В телеграмме говорилось:
НАЙДЕН УОЛЛИ ЖИВ ТЧК
ЕГО ЛЕЧАТ БОЛЬНИЦЕ ЦЕЙЛОНЕ ЭНЦЕФАЛИТА ТЧК
ДОСТАВЛЕН РАНГУНА БИРМА ТЧК
ТЕМПЕРАТУРА 92 ТЧК
ПАРАЛИЗОВАН ТЧК
ВЕСИТ СТО ПЯТЬ ФУНТОВ ТЧК
С ЛЮБОВЬЮ ОЛИВ
– Сто пять фунтов! – воскликнул Гомер.
– Жив! – прошептала Кенди.
– Парализован, – сказала сестра Эдна.
– Энцефалит, – проговорил д-р Кедр.
– Уилбур, как может быть у человека температура девяносто два9 градуса? – спросила сестра Эдна.
Этого д-р Кедр не знал и даже не пытался строить догадки. Организм капитана Уортингтона, сбитого над Бирмой десять месяцев назад, получил такие травмы, в нем обнаружились такие расстройства, что пройдут годы, пока Уолли частично оправится от них.
Он выпрыгнул из самолета при таком сильном дожде, что ему показалось, будто парашют, раскрываясь, чувствует сопротивление водяных потоков. Рев мотора был совсем рядом, так что Уолли на какой-то миг испугался, уж не слишком ли рано дернул за шнур. И еще он боялся бамбука – не раз слышал истории про летчиков, насквозь пропоротых острыми бамбуковыми побегами.

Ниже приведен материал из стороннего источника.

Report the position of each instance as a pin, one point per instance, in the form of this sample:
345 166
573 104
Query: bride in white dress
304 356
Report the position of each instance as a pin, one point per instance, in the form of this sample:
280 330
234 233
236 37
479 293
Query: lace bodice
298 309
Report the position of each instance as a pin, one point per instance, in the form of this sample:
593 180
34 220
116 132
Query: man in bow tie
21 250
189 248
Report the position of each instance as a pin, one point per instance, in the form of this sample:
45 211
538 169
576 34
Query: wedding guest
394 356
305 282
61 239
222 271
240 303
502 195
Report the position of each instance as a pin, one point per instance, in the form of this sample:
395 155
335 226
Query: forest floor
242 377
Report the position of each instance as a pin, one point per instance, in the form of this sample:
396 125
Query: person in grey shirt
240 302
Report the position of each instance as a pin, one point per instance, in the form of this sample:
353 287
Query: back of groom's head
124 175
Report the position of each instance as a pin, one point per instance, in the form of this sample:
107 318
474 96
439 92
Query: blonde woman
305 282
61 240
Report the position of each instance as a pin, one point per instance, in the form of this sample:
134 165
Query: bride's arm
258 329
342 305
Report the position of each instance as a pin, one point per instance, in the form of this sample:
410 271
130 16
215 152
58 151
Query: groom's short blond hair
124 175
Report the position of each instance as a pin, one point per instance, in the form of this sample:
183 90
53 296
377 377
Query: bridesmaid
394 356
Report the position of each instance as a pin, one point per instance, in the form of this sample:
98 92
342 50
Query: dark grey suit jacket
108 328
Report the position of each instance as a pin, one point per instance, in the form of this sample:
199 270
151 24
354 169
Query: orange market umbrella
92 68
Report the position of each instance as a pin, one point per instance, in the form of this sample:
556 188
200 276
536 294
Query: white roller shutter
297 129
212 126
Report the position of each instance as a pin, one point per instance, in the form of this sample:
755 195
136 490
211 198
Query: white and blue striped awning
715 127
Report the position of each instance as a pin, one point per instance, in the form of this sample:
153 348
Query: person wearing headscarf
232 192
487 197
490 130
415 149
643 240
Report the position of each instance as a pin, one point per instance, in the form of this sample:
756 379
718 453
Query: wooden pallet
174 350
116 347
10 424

Опустился он на тиковое дерево и, ударившись о ветку, вывихнул плечо. Очевидно, он ударился и головой, потому что потерял сознание. Очнулся ночью и, не зная, на какой высоте находится, решил не сразу обрезать стропы парашюта. От нестерпимой боли в плече сделал укол морфия – очень большую дозу – ив темноте выронил шприц.
Мачете у него не было – некогда было перед прыжком искать, и утром пришлось долго повозиться, разрубая стропы штыком и действуя к тому же одной рукой. Когда спускался вниз, зацепился опознавательным ярлыком за лиану; не смог освободить его, цепочка порвалась, поцарапала шею, ярлык упал и потерялся. Приземляясь, Уолли попал ногой на замаскированный папоротником и пальмовыми листьями ствол тикового дерева. Ствол покатился, и Уолли растянул лодыжку. Поняв, что во время муссона восток от запада не отличишь, полез в карман за компасом и обнаружил, что компаса нет. Зато нашел сульфамидный порошок и присыпал на шее царапину.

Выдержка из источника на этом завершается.